Back to Bangkok for a night and to the delights of 60-pence Pad Thai, then on to Hua Lamphong train station for the train to Chang Mai. The journey is about 750km, and being the cheapskates we are, we took a seat, rather than a sleeper. It was a long, noisy night! On the plus side, they did give us 2 meals we weren’t expecting.

We really enjoyed Chiang Mai. We took a cookery class with the Best Thai Cooking School, and spent the day getting ingredients at the market and from our Chef’s vegetable garden, then cooking all manner of Thai dishes: Pad Thai, Massaman Curry, Spring Rolls, Coconut Soup, Sweet and Sour Vegetables, Penang Curry, and Sweet Mango with Sticky Rice. We saved most of them up and all had a massive feast at the end.

Our guest house was run by a depressed Frenchman, who became even more depressed when someone stole the water meter from outside. With the water supply cut off, we hassled the poor guy to get it fixed because we hadn’t had a shower since Bangkok!

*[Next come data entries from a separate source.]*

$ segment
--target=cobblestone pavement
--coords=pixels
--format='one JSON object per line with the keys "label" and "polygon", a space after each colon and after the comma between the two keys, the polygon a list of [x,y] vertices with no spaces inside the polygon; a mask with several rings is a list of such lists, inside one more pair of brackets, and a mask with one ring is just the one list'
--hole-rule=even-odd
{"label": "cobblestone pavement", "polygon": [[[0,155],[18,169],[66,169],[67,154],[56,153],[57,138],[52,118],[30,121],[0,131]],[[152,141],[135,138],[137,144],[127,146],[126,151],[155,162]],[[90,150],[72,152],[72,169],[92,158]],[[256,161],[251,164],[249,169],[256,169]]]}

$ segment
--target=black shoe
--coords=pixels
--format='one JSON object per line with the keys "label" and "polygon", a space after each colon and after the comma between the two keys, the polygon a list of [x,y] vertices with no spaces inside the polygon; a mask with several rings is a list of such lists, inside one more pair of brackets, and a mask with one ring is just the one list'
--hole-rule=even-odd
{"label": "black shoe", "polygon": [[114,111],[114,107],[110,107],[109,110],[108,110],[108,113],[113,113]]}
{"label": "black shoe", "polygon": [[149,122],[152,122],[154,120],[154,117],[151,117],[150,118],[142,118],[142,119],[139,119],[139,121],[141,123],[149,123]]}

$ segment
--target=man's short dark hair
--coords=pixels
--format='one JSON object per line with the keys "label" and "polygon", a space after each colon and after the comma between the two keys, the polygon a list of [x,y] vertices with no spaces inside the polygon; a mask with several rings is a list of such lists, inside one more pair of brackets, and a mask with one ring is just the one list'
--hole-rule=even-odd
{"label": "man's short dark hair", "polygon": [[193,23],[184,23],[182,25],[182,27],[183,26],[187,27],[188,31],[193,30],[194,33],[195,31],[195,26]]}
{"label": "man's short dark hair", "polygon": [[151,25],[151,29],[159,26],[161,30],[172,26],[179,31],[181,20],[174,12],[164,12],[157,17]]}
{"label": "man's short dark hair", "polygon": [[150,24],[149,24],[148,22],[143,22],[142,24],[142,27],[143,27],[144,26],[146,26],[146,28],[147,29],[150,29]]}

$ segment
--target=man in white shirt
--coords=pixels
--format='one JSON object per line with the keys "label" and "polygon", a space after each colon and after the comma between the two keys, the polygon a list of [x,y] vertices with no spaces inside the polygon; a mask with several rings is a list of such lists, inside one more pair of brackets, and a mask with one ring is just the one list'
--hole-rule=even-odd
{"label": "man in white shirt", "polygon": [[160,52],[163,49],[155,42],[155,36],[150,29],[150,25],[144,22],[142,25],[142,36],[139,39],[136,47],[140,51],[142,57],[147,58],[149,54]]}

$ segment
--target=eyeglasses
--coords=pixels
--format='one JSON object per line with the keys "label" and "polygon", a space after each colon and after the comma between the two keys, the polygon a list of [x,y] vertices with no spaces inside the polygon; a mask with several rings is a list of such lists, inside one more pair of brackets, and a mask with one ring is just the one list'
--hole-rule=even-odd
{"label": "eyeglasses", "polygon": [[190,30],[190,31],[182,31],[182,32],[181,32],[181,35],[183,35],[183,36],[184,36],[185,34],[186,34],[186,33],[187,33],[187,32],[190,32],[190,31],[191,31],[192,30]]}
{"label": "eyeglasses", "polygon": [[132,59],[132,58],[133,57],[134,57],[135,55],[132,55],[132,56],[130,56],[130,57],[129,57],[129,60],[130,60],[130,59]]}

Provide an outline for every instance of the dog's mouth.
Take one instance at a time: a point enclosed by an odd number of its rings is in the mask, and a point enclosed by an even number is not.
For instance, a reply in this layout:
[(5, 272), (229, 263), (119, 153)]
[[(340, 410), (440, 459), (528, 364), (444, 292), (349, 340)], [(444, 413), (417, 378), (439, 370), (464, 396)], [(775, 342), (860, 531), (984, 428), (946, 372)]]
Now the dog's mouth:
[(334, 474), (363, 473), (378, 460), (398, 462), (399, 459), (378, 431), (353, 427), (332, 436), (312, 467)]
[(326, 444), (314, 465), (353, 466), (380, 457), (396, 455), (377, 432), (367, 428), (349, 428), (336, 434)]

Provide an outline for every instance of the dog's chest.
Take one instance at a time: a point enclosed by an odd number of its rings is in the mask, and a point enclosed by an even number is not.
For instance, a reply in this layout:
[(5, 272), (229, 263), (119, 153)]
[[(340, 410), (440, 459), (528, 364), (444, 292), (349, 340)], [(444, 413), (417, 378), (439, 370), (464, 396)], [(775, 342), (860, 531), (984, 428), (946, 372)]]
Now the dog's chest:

Chiang Mai was also where we happened to be on the anniversary of our trip. On 26th September we treated ourselves to a no-expense-spared meal at a Mexican of all places, to celebrate 366 days on the road! Despite splashing out, the bill came to less than £7 for both of us. A great end to an awesome day: We took a trip to go and see Elephants. We learned how to control them, then rode them bareback, fed them, and washed them in the river, before rafting back down the rapids to the base. Fantastic!

Moving on further North, we took a bus to Chiang Rai, then jumped on a rattly local bus to Chiang Khong. A tuktuk took us to Baanrimtaling Guest House, right on the Mekong River. The hordes of insects that inhabit the riverbanks seemed to congregate outside our window. From our room we could see the far side of the river; our next country – Laos!